Bath time, for instance. What used to happen, is that I’d try to persuade one of the kids to stand up so that I could wash them. Now all I have to say is “Whose going to be winner?” and they can’t get up quick enough. We go through the process three times so that each of them can be a winner (first, second or third winner), and bath time is now a breeze. So much has become easier now. When they kids are being difficult about eating their dinner: “Who wants to be a winner?” And in the words of the advert “BAM! Dinner’s gone!”
When they are displaying some reluctance to go to bed “Who wants to be a winner?” Kids gone!
This, for me at least, is like the Holy Grail of parenting.
But remember, as Spiderman has repeatedly pointed out. “With great power, comes great responsiibility. Whilst it is tempting to encourage them to go to be at 3 o’clock in the afternoon, that really isn’t on is it?

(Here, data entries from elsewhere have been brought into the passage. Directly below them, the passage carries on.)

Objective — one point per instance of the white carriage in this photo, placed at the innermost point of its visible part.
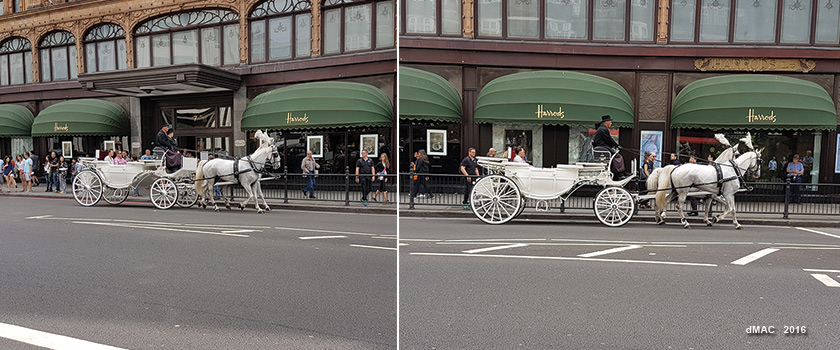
(114, 183)
(499, 198)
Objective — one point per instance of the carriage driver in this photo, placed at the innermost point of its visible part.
(603, 142)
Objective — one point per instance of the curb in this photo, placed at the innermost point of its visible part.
(324, 207)
(583, 218)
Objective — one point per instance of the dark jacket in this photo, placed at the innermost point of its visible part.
(602, 137)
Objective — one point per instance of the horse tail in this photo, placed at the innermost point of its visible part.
(199, 176)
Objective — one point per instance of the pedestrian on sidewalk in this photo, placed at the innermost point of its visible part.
(795, 169)
(62, 175)
(382, 170)
(365, 166)
(309, 166)
(469, 168)
(9, 173)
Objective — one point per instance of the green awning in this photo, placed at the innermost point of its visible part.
(747, 101)
(553, 97)
(83, 117)
(319, 105)
(15, 121)
(427, 96)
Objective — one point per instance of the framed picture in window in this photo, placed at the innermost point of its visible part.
(436, 142)
(369, 143)
(67, 149)
(316, 145)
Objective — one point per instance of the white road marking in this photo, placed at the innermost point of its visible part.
(609, 251)
(828, 281)
(565, 258)
(323, 231)
(817, 232)
(372, 247)
(160, 228)
(754, 256)
(48, 340)
(479, 250)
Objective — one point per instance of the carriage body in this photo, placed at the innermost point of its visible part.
(114, 183)
(500, 197)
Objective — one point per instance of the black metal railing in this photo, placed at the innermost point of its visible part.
(764, 198)
(328, 187)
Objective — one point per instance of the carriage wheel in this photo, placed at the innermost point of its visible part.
(496, 199)
(87, 188)
(164, 193)
(115, 196)
(614, 206)
(187, 196)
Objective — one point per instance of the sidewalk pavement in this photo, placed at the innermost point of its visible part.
(579, 216)
(294, 204)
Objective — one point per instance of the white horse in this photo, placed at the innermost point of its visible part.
(247, 173)
(705, 178)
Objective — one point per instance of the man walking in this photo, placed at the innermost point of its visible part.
(308, 166)
(365, 166)
(469, 167)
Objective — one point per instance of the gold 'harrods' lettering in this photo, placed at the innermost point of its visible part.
(549, 113)
(752, 117)
(292, 120)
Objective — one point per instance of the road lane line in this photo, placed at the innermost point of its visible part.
(323, 231)
(828, 281)
(479, 250)
(820, 270)
(48, 340)
(371, 247)
(817, 232)
(609, 251)
(160, 228)
(754, 256)
(565, 258)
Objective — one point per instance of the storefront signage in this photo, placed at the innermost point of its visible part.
(755, 118)
(542, 112)
(64, 127)
(754, 64)
(296, 120)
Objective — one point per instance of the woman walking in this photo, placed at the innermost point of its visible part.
(381, 170)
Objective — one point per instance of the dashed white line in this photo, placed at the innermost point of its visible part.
(321, 237)
(48, 340)
(479, 250)
(828, 281)
(754, 256)
(372, 247)
(817, 232)
(609, 251)
(564, 258)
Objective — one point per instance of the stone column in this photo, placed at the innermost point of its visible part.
(240, 101)
(135, 119)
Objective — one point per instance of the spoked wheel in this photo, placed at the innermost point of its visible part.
(187, 196)
(164, 193)
(87, 188)
(115, 196)
(496, 199)
(614, 206)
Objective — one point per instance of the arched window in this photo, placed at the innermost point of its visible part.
(210, 37)
(357, 25)
(58, 56)
(281, 29)
(15, 61)
(105, 48)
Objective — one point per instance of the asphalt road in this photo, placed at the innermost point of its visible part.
(134, 277)
(551, 285)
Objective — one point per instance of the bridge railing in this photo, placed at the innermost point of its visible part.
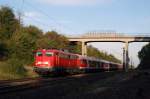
(110, 34)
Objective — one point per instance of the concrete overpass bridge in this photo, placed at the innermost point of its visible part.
(110, 37)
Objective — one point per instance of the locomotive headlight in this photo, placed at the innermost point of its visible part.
(38, 63)
(45, 63)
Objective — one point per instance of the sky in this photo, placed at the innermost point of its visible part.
(74, 17)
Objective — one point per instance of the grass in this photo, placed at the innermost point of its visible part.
(15, 69)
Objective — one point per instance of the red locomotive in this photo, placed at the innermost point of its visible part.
(57, 61)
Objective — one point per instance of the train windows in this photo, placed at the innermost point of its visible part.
(38, 53)
(49, 54)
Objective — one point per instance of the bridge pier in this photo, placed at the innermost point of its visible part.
(84, 48)
(126, 56)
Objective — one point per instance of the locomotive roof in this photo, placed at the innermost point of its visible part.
(55, 50)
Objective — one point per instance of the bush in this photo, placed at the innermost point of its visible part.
(12, 69)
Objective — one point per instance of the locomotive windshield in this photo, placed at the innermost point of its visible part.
(38, 53)
(49, 54)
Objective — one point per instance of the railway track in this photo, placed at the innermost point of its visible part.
(13, 86)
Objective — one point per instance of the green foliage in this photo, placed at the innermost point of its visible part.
(8, 23)
(144, 56)
(94, 52)
(12, 69)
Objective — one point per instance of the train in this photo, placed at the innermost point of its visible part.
(54, 61)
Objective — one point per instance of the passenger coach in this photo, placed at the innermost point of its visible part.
(57, 61)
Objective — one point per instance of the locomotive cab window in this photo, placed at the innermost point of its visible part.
(38, 53)
(49, 54)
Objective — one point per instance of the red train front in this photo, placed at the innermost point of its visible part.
(52, 60)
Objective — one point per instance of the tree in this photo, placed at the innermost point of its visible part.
(144, 56)
(8, 23)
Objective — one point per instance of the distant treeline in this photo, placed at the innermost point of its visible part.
(17, 42)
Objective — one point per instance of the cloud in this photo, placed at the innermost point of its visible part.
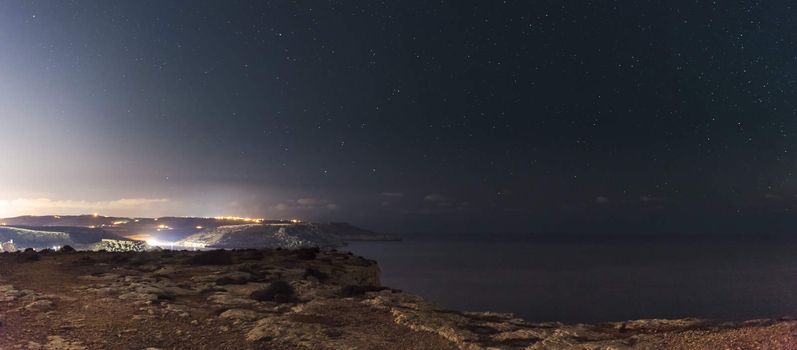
(646, 198)
(48, 206)
(435, 198)
(306, 204)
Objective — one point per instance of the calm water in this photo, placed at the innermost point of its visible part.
(595, 279)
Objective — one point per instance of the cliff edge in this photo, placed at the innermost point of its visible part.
(290, 299)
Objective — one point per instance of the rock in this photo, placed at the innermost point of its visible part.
(239, 315)
(138, 296)
(59, 343)
(40, 306)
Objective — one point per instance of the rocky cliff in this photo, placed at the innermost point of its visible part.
(290, 299)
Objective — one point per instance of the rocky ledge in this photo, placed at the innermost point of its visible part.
(290, 299)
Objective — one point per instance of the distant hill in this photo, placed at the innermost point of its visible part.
(280, 235)
(26, 238)
(226, 232)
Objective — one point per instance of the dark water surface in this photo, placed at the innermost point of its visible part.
(595, 279)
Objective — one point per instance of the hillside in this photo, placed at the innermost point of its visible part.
(287, 299)
(26, 238)
(264, 236)
(223, 232)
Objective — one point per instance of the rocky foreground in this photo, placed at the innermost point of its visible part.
(282, 299)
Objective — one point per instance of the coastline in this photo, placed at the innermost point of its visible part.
(338, 302)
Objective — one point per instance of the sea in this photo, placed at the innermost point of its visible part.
(595, 278)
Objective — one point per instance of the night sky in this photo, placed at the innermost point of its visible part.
(405, 116)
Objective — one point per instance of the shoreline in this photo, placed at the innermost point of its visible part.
(337, 302)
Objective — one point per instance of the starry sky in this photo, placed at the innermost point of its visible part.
(405, 116)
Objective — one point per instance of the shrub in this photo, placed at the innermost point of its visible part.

At home, this is probably the most useful forum to allow the kids to compete, however we have discovered other arenas in which they want to show that they’re the greatest.
For Christmas, Team Fun received a fantastic game called Boom, Boom Balloon. A balloon is blown up and placed into a sort of frame through which blunted points are inserted. The players roll a dice and the number you roll is the number of places you push a point into the balloon. Eventually, of course the balloon eventually pops, and according to the rules, the popper of the balloon, is the loser. At Team Fun HQ, however, it is considered to be a great honour to cause the explosion, so much so that you are actually the winner. The same is also true in Pop-up Pirate, you win if you eject the pirate from his resting place. This goes to show that being McDonald’s employee of the week isn’t the only occasion when you can be a winner and a loser at the same time. These games are great as Mrs L. and I can join in, and can win or lose as much as the children.

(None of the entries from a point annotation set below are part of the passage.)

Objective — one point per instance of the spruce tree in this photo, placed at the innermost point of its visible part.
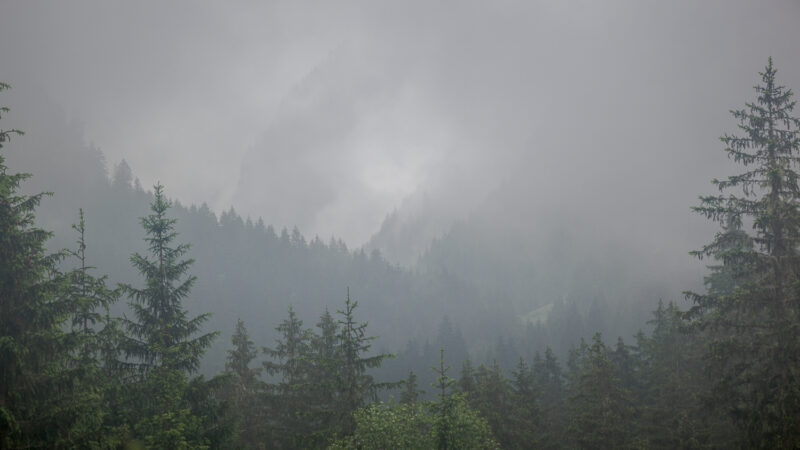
(162, 339)
(599, 405)
(411, 392)
(243, 388)
(357, 385)
(289, 399)
(754, 320)
(36, 379)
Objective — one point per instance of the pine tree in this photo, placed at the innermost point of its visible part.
(291, 396)
(754, 321)
(549, 380)
(600, 406)
(524, 427)
(357, 386)
(243, 388)
(162, 339)
(90, 299)
(36, 408)
(326, 365)
(411, 391)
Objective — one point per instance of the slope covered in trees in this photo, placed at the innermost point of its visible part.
(75, 373)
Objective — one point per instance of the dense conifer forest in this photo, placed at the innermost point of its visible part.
(222, 332)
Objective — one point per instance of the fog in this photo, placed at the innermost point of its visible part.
(502, 183)
(330, 116)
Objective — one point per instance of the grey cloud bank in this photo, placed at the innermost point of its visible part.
(328, 116)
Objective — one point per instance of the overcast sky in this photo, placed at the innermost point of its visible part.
(329, 114)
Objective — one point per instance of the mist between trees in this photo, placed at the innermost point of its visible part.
(197, 337)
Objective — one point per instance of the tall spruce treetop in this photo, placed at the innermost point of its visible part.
(162, 334)
(754, 320)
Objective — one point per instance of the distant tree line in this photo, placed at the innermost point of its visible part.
(723, 374)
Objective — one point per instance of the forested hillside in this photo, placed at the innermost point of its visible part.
(102, 342)
(504, 304)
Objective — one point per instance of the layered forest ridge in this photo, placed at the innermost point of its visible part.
(554, 270)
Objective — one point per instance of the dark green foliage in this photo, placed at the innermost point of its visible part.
(243, 389)
(288, 400)
(411, 392)
(357, 385)
(751, 311)
(524, 425)
(671, 389)
(161, 339)
(549, 379)
(600, 408)
(38, 407)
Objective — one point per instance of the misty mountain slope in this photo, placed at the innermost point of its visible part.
(244, 268)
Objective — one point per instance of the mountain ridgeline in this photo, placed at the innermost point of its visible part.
(114, 340)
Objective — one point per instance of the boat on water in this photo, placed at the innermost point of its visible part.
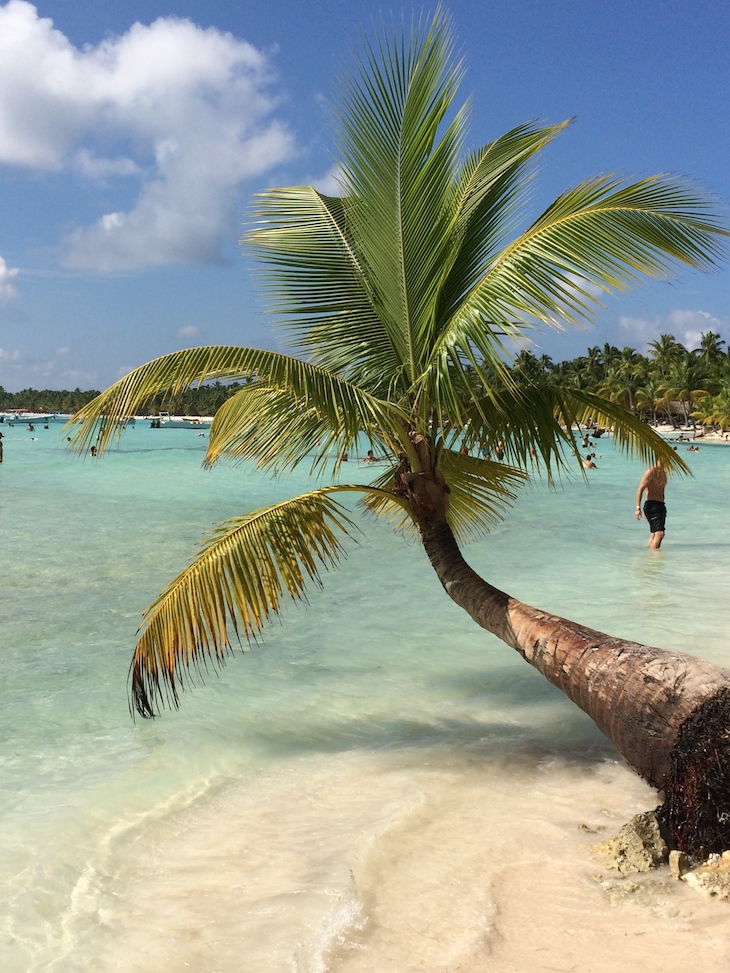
(165, 421)
(25, 418)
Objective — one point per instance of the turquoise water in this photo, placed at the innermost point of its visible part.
(253, 830)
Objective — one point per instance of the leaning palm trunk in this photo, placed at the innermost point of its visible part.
(667, 713)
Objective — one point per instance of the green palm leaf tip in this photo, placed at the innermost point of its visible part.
(237, 582)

I’ve always thought that competitiveness was at best unnecessary, and in the vast majority of instances, rather gauche. Of course I can see the value in competition, but not it being the be all of a person’s existence.
As I’ve grown up though, I have begun to notice the really high achievers in the world; those few who do rise to the top of their chosen field. Their competitive nature has kept them striving to be the very best that they can, getting up before everyone else, training longer and harder so that they will be just that little bit better than their competitors.

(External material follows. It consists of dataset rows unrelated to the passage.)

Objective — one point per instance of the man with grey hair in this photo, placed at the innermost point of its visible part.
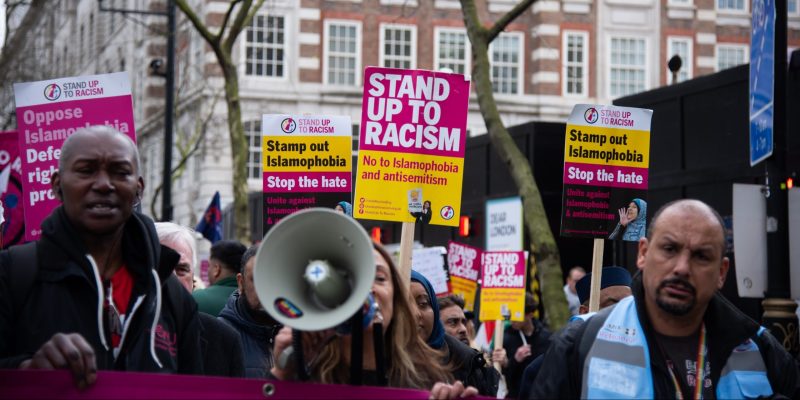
(96, 291)
(244, 312)
(219, 343)
(180, 239)
(677, 336)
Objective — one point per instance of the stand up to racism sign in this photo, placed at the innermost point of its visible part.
(606, 160)
(411, 146)
(306, 162)
(48, 112)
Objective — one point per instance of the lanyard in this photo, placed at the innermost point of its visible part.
(700, 369)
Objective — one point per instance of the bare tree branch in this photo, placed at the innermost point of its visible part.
(198, 24)
(227, 17)
(506, 19)
(201, 129)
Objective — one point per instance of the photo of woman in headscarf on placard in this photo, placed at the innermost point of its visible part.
(632, 221)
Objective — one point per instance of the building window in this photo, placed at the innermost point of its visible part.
(398, 46)
(731, 55)
(506, 60)
(575, 68)
(682, 47)
(452, 50)
(628, 67)
(252, 129)
(265, 50)
(732, 5)
(342, 49)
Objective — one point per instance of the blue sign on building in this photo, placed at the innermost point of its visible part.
(762, 79)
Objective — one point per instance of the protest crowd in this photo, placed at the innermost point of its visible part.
(106, 288)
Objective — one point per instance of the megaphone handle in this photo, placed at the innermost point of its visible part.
(380, 360)
(356, 347)
(299, 361)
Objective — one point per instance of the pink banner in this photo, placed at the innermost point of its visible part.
(605, 175)
(47, 120)
(16, 384)
(307, 182)
(503, 269)
(463, 261)
(11, 190)
(414, 111)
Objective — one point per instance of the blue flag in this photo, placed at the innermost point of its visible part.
(210, 225)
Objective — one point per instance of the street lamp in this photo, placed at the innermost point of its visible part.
(169, 98)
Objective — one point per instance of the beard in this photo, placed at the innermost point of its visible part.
(677, 309)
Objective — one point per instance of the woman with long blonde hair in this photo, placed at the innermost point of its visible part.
(410, 362)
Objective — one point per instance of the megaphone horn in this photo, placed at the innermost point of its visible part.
(314, 269)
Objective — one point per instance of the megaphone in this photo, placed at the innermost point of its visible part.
(314, 269)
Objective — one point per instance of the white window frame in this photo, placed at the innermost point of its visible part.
(383, 56)
(584, 35)
(521, 61)
(744, 10)
(688, 62)
(438, 31)
(644, 67)
(327, 51)
(745, 54)
(285, 48)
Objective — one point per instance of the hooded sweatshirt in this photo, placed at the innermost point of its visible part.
(256, 338)
(160, 333)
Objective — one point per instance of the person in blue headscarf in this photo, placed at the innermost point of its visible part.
(344, 207)
(633, 220)
(465, 363)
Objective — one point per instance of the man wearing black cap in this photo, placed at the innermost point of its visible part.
(615, 285)
(224, 264)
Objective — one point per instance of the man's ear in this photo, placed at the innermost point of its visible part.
(643, 247)
(723, 272)
(55, 186)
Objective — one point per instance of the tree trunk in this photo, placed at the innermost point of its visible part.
(239, 152)
(542, 242)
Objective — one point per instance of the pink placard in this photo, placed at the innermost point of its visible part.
(16, 384)
(11, 189)
(48, 112)
(503, 269)
(605, 175)
(414, 111)
(464, 261)
(307, 182)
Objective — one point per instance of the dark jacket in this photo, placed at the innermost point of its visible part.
(221, 348)
(212, 299)
(470, 367)
(562, 373)
(539, 342)
(66, 296)
(256, 339)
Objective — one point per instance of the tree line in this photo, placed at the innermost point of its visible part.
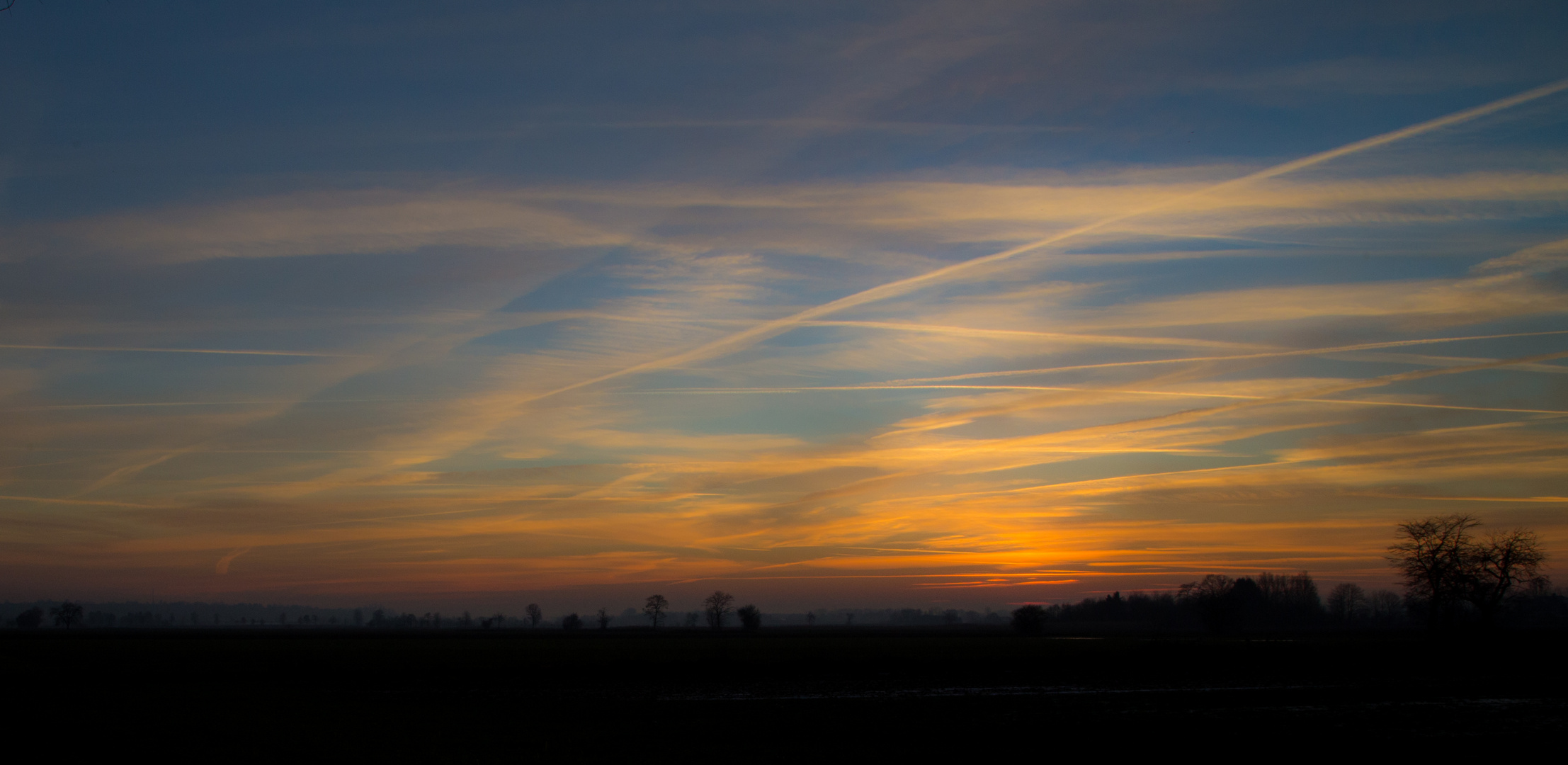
(1453, 577)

I have always sworn that I would never be one of those parents who stalk the sidelines at Saturday sporting fixtures shouting at their children because they hadn’t passed the ball at the perfect moment, or lambasting the referee because he was human and made a bad call. I stand by that, but I do want my children to do well, and so encouraging them to compete, even with each other, isn’t always a bad thing.
Especially if it helps them get to bed on time!
*Just in case you are remotely interested our best result was a 7-2 loss, and I didn’t score any more own goals!